Encouraged by an Order of Merit from the German government for his work in Pakistan (a similar request by his friend Agha Shahi to the Pakistani foreign office was turned down), he approached the foreign office for a six month contract as political advisor in Kabul to the embassy or to President Hamid Karzai.
Karzai was very corrupt, was he not, I interrupt.
"Oh yes," he says cheerfully. "He was a good friend, but do you know he was trying to form a monarchy -- he even started dressing like an Afghan king."
Anyway, the FO proposal did not work out, a fact he attributes to his age and lack of a "network" in Germany.

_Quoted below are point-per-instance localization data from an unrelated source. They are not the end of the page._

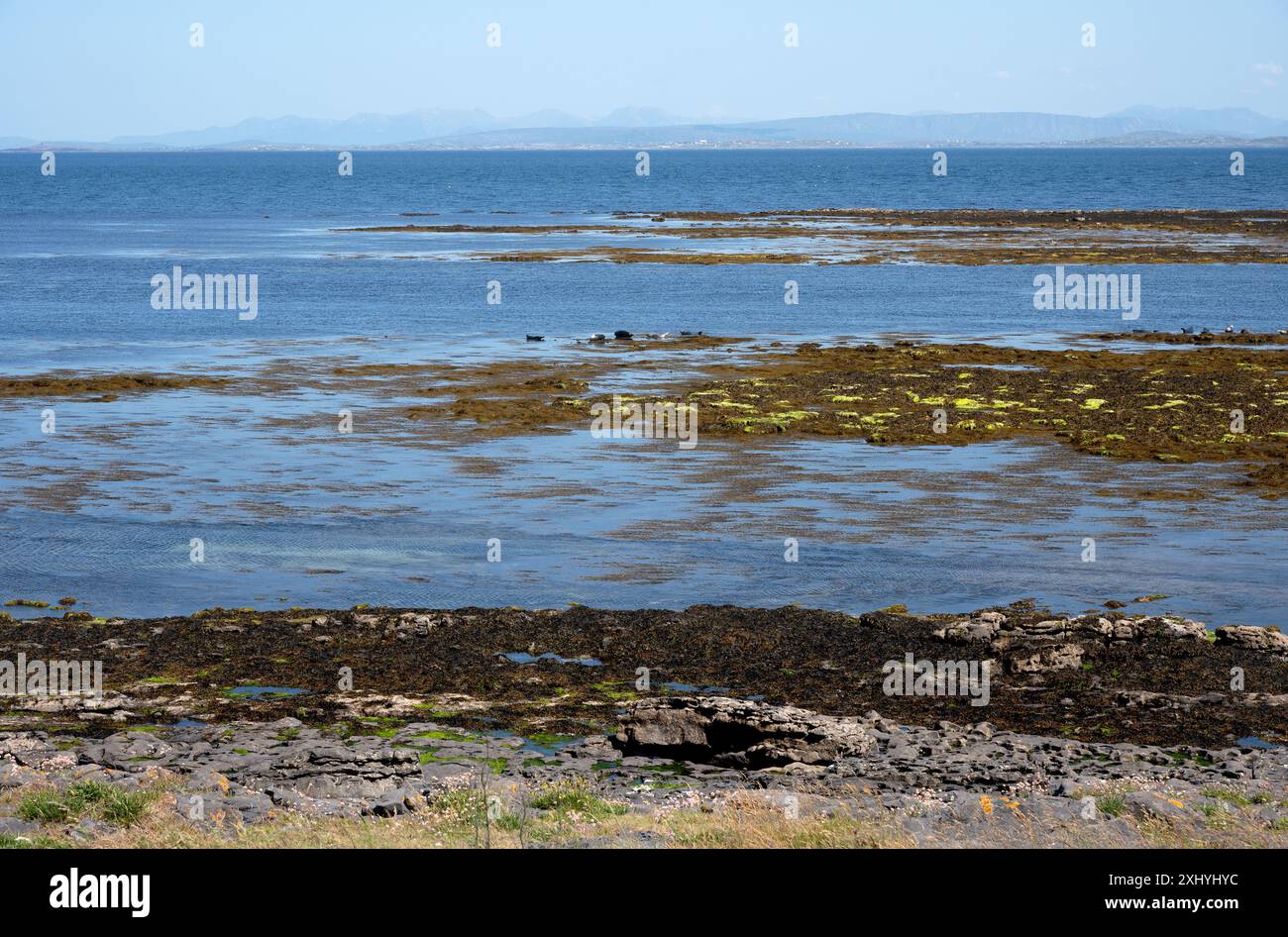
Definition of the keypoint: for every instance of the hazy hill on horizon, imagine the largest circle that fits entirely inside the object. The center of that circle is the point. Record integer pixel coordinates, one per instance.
(639, 126)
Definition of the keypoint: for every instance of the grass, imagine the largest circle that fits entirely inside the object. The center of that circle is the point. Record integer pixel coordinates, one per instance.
(575, 795)
(85, 798)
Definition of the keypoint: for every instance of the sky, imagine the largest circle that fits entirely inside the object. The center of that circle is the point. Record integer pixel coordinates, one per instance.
(90, 71)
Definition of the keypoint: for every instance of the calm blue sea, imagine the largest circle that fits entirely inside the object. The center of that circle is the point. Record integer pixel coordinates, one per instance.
(107, 506)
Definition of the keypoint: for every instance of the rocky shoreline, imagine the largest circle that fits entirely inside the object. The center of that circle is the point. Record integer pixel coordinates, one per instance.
(1099, 727)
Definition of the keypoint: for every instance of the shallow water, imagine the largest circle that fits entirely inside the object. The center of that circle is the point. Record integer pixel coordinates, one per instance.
(291, 514)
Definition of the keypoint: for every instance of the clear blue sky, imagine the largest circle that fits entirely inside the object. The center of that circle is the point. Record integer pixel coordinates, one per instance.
(80, 69)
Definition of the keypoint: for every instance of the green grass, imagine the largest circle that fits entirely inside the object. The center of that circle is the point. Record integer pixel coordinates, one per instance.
(575, 795)
(93, 798)
(1112, 804)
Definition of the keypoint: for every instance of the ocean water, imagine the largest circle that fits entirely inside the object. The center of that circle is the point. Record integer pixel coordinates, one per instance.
(106, 508)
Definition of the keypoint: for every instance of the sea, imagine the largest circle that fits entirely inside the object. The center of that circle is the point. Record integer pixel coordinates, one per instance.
(107, 507)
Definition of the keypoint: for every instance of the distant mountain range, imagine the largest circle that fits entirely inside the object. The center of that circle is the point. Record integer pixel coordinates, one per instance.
(640, 128)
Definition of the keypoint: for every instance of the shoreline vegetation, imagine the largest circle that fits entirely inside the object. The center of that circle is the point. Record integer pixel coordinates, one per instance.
(755, 727)
(884, 236)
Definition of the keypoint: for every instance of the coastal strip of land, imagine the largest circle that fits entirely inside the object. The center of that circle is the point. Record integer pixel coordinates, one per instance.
(872, 236)
(649, 727)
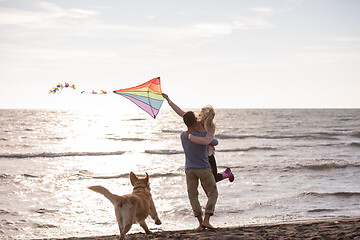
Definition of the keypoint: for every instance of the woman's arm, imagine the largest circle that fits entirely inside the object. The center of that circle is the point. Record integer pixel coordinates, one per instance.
(178, 110)
(202, 140)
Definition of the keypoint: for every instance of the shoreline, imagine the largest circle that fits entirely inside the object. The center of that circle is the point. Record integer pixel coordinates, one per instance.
(345, 228)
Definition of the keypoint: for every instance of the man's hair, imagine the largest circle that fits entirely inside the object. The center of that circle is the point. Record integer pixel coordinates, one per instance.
(189, 119)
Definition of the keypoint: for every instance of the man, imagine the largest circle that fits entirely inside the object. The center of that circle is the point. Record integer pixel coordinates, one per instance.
(197, 167)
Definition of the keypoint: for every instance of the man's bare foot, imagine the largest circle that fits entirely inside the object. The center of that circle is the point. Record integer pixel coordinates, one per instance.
(199, 228)
(207, 225)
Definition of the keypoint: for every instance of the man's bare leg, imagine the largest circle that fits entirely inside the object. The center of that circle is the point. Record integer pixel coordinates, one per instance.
(206, 222)
(200, 228)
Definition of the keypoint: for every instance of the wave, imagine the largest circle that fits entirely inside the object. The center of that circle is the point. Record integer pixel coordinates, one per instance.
(126, 139)
(329, 166)
(55, 155)
(246, 149)
(172, 152)
(88, 175)
(354, 144)
(321, 210)
(326, 136)
(324, 166)
(165, 152)
(355, 134)
(172, 131)
(335, 194)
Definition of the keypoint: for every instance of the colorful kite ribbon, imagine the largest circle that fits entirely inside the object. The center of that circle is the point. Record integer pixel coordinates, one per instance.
(147, 96)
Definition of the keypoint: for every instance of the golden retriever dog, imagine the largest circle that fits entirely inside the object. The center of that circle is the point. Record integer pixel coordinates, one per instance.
(132, 208)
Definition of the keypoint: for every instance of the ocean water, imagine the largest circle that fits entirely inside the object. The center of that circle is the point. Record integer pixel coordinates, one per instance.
(289, 165)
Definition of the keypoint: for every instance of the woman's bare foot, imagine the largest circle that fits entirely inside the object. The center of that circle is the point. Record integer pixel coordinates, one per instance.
(199, 228)
(207, 226)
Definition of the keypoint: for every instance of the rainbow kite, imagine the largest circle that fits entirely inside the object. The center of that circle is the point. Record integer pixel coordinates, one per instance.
(147, 96)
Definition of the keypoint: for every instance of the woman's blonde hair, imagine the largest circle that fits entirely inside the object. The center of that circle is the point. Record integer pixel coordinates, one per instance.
(206, 117)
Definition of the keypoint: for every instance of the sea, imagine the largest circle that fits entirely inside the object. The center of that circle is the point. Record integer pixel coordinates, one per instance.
(290, 165)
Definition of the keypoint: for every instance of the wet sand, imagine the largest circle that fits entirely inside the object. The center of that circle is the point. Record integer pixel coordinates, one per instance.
(325, 229)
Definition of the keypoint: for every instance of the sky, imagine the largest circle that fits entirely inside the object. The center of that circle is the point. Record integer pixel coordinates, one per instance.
(226, 53)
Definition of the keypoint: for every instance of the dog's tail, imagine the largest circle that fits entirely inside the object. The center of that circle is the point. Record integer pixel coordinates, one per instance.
(114, 199)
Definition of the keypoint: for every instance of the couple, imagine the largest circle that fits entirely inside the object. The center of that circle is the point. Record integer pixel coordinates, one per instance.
(198, 143)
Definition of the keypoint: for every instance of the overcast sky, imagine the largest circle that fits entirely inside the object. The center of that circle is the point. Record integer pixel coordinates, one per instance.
(227, 53)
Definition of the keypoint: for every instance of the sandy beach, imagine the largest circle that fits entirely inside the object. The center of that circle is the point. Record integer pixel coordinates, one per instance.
(329, 229)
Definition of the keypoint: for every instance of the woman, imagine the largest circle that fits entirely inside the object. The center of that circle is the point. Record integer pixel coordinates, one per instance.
(205, 123)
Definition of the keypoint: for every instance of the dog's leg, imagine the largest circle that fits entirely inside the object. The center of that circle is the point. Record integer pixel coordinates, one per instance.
(119, 220)
(153, 213)
(125, 230)
(144, 226)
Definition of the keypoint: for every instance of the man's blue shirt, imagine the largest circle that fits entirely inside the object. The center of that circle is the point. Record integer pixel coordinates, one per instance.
(196, 155)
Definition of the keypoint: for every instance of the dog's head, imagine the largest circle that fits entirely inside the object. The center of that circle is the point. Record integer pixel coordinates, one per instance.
(140, 182)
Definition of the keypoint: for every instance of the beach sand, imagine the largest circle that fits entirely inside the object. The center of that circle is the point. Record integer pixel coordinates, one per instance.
(326, 229)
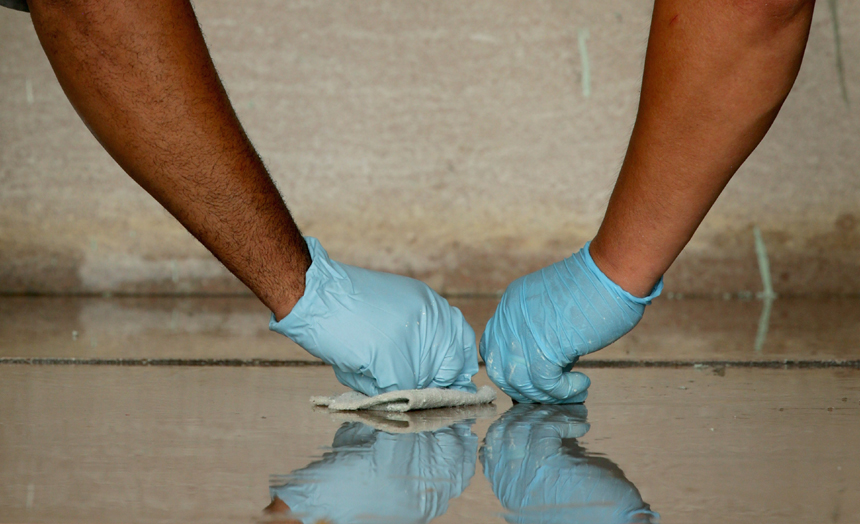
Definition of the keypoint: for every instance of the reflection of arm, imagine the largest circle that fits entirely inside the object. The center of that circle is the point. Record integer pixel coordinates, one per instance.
(716, 74)
(540, 474)
(372, 476)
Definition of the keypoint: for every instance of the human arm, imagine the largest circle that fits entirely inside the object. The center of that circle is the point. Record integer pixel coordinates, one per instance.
(716, 74)
(140, 76)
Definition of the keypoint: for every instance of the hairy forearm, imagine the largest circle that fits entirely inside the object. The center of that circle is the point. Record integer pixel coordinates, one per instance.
(140, 76)
(716, 75)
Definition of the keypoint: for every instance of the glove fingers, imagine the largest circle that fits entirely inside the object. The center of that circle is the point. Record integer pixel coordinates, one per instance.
(358, 382)
(461, 361)
(519, 377)
(565, 387)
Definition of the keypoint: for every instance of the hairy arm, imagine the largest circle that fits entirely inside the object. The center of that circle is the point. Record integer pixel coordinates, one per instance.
(140, 76)
(716, 75)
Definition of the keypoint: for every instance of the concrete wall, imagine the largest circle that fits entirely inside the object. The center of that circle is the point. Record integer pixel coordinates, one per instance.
(452, 141)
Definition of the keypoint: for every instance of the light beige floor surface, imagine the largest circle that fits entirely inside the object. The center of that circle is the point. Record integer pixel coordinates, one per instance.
(115, 444)
(161, 444)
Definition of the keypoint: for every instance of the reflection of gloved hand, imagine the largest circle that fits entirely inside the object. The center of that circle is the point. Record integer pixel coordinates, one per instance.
(541, 475)
(547, 320)
(373, 476)
(380, 332)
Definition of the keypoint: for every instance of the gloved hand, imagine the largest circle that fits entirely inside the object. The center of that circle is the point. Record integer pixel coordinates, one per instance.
(380, 332)
(547, 320)
(540, 473)
(374, 476)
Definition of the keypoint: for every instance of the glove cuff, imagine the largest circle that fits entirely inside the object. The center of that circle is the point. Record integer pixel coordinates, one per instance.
(322, 270)
(645, 301)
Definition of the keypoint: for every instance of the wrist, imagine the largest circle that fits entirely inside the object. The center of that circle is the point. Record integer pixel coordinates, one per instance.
(624, 268)
(293, 287)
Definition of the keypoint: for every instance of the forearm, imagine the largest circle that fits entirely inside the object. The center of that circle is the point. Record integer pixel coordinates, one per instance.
(140, 76)
(716, 75)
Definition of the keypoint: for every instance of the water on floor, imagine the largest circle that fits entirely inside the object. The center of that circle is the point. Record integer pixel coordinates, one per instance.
(707, 443)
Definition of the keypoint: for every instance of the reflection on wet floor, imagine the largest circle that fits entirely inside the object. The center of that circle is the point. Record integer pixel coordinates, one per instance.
(108, 444)
(530, 455)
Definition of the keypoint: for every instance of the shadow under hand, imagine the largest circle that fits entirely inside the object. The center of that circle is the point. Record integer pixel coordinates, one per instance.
(372, 475)
(541, 474)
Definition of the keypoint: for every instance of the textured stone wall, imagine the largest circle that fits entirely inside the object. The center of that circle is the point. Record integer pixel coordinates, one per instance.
(464, 143)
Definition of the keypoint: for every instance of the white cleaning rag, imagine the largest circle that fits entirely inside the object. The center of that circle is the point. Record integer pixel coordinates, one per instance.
(407, 400)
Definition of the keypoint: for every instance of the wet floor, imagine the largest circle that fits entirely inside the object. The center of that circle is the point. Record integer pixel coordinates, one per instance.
(707, 443)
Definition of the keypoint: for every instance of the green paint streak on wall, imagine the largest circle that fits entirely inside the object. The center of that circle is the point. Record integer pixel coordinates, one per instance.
(840, 67)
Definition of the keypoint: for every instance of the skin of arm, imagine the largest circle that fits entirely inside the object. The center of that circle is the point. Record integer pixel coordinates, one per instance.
(140, 76)
(716, 74)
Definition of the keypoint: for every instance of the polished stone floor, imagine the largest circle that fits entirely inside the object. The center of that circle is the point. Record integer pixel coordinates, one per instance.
(678, 427)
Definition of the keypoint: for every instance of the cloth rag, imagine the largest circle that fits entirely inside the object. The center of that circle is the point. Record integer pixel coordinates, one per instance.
(406, 400)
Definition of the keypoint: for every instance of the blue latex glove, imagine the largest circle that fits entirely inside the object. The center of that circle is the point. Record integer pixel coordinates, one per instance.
(547, 320)
(380, 332)
(540, 474)
(371, 476)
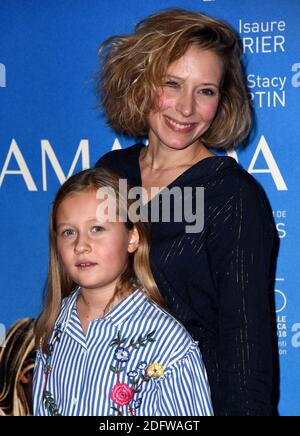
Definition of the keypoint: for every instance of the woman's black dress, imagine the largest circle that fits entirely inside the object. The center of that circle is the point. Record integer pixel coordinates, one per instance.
(217, 281)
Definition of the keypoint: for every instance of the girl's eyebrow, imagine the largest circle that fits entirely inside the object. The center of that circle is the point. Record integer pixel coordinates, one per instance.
(72, 224)
(171, 76)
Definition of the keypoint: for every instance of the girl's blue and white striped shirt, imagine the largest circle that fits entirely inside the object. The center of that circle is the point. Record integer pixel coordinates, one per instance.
(136, 360)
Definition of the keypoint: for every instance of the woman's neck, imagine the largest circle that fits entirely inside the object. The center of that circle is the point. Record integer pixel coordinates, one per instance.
(160, 157)
(92, 302)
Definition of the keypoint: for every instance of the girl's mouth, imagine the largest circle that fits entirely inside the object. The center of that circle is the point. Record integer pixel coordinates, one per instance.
(177, 126)
(85, 265)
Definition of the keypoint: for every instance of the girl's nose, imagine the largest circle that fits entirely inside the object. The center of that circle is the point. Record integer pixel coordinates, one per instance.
(82, 245)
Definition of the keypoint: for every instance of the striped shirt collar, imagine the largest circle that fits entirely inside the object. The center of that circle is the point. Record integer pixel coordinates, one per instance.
(117, 315)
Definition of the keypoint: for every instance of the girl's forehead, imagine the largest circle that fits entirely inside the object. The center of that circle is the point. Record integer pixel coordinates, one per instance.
(88, 206)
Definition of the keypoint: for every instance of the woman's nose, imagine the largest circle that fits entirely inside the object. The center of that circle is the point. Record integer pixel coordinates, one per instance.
(185, 103)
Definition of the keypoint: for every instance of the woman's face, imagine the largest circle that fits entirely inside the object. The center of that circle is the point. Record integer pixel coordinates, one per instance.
(187, 101)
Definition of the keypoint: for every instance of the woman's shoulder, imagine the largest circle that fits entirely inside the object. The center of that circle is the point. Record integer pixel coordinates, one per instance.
(225, 175)
(120, 156)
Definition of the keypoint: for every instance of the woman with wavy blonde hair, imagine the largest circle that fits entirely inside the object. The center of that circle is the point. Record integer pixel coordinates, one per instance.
(16, 369)
(178, 79)
(105, 344)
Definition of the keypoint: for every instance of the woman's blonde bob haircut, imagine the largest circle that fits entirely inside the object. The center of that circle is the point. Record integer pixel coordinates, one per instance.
(133, 67)
(60, 285)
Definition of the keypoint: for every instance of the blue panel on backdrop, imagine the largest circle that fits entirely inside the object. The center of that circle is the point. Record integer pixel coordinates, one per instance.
(49, 128)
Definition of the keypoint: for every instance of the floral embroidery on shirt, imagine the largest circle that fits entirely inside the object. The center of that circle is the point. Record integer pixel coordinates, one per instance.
(155, 370)
(47, 396)
(122, 394)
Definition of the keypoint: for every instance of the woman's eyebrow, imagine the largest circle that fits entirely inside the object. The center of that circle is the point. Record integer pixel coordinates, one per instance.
(171, 76)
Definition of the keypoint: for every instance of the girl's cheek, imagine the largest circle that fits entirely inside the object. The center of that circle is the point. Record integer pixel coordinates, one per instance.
(210, 111)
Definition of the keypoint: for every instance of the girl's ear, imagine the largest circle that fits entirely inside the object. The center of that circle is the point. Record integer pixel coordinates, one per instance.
(133, 240)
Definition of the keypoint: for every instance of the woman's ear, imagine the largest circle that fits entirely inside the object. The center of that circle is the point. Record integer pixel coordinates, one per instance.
(134, 240)
(26, 375)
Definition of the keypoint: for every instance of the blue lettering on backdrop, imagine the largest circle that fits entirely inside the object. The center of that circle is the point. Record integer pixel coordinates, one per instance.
(49, 130)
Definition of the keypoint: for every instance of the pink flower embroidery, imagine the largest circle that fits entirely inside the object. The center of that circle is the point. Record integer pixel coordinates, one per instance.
(121, 394)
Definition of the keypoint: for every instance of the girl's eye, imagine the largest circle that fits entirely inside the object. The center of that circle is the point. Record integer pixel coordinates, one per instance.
(97, 229)
(207, 91)
(68, 232)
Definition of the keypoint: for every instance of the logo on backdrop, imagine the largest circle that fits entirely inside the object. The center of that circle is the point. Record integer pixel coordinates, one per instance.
(262, 37)
(281, 318)
(296, 336)
(267, 91)
(296, 77)
(48, 157)
(2, 76)
(280, 217)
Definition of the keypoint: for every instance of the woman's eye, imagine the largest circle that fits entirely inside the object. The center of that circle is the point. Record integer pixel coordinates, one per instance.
(207, 92)
(68, 232)
(171, 84)
(97, 229)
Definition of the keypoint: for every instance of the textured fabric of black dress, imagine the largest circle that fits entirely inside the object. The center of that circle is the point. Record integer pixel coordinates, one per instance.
(217, 281)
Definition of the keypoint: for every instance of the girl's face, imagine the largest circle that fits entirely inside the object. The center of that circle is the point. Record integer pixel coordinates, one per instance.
(187, 101)
(94, 252)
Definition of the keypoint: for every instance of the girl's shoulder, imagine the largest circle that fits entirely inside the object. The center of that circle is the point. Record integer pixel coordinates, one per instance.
(170, 328)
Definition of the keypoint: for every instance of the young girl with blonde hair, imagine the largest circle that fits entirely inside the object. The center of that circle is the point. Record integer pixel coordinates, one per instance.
(105, 344)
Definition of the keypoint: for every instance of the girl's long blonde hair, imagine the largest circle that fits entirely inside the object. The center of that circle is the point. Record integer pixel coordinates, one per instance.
(61, 285)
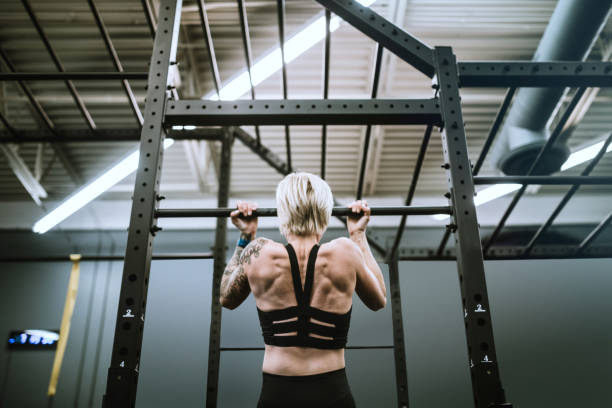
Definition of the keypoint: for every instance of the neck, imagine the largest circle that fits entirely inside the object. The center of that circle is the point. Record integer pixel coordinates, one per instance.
(300, 241)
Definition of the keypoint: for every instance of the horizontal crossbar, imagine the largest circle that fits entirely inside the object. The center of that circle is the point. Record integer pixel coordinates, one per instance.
(103, 135)
(59, 76)
(509, 253)
(303, 112)
(262, 348)
(100, 258)
(535, 74)
(271, 212)
(544, 180)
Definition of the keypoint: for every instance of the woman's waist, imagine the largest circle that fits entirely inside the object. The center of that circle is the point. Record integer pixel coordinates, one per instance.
(297, 361)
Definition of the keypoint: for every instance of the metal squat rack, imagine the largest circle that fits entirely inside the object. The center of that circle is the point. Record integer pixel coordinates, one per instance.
(163, 109)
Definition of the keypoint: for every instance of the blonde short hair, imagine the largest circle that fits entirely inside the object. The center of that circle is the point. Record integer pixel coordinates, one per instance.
(304, 204)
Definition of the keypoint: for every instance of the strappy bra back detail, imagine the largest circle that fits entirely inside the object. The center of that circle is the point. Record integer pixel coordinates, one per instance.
(314, 327)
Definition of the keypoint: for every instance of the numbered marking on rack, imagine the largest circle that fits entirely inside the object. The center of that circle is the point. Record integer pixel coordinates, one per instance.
(486, 359)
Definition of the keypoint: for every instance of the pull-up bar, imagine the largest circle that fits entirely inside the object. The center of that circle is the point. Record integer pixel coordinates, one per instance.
(545, 180)
(271, 212)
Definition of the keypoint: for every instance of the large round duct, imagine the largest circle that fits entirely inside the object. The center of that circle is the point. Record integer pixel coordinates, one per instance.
(571, 31)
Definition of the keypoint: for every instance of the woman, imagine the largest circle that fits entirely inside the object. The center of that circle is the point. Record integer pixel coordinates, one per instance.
(303, 292)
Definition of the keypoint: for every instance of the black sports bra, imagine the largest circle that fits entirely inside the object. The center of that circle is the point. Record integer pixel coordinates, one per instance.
(303, 311)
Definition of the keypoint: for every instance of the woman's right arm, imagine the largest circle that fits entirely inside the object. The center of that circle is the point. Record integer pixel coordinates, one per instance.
(370, 285)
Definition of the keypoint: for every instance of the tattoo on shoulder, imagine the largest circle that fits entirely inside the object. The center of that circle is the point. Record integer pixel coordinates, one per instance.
(253, 250)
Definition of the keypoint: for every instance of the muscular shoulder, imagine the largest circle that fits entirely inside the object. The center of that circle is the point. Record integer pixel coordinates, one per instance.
(259, 250)
(341, 249)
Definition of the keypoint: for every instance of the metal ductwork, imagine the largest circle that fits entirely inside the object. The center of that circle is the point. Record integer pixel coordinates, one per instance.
(573, 28)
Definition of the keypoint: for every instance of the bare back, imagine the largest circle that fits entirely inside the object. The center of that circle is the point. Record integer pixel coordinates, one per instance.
(270, 280)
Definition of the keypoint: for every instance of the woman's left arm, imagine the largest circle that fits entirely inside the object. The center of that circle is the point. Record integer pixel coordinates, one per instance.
(234, 283)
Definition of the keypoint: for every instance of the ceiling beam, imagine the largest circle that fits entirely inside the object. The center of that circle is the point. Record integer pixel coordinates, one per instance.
(23, 173)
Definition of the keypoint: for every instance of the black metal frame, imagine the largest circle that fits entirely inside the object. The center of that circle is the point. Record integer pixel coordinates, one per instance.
(438, 63)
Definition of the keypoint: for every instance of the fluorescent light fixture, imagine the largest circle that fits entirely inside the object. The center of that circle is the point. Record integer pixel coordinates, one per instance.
(92, 190)
(583, 155)
(499, 190)
(271, 62)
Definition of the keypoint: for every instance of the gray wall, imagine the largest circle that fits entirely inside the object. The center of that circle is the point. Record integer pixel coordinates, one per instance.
(549, 318)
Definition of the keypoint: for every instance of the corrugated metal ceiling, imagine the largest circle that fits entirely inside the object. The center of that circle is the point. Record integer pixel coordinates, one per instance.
(477, 29)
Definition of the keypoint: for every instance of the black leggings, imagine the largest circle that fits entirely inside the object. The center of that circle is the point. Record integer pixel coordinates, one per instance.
(328, 389)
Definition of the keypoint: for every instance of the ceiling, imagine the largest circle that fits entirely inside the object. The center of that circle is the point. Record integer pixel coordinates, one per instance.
(476, 29)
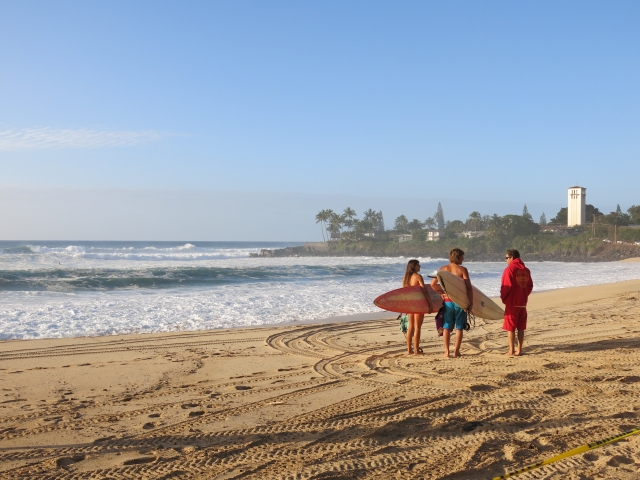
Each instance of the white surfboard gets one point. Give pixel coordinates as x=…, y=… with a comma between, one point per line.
x=483, y=306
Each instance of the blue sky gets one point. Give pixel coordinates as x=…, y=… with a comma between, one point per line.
x=302, y=105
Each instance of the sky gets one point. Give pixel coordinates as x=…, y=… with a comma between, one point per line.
x=240, y=120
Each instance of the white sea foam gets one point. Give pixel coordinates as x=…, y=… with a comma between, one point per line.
x=266, y=290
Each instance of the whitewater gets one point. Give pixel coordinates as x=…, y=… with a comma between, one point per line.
x=71, y=289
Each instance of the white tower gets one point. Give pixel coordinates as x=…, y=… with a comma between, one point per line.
x=576, y=206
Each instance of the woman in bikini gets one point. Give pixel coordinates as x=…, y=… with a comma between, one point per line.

He had, after all, spent 18 years outside the country -- five of them in Fiji where he met his wife, Irene Kiessling-Wong, who was his office chief in Pakistan and his research assistant for the book.
The idea for a book, which took five years to write, took shape as he read the increasing verbiage on Af-Pak and the campaigns of the US-led international forces.
He was struck by the guesswork that went into assessments of the ISI. "Some of them were outright stupid, but they were repeated not just by the international press but also by politicians. For example, estimates of the size of the ISI ranged from 20,000 to 50,000. One German paper even put it at 120,000! When the BND (the Germany intelligence agency) has only 6,500, how can the ISI have even 10,000?"
His research put the number at 3,500, about half the size of R&AW.
Thereafter, he travelled twice a year to Pakistan and India -- at his own cost -- to meet his "friends" and research the book. He seems to be gratified and slightly bemused by the reception it has received.
An hour-and-a-half seems too little a time for the many insider stories he has to tell. Now, he says he is enjoying retired life, but you wonder.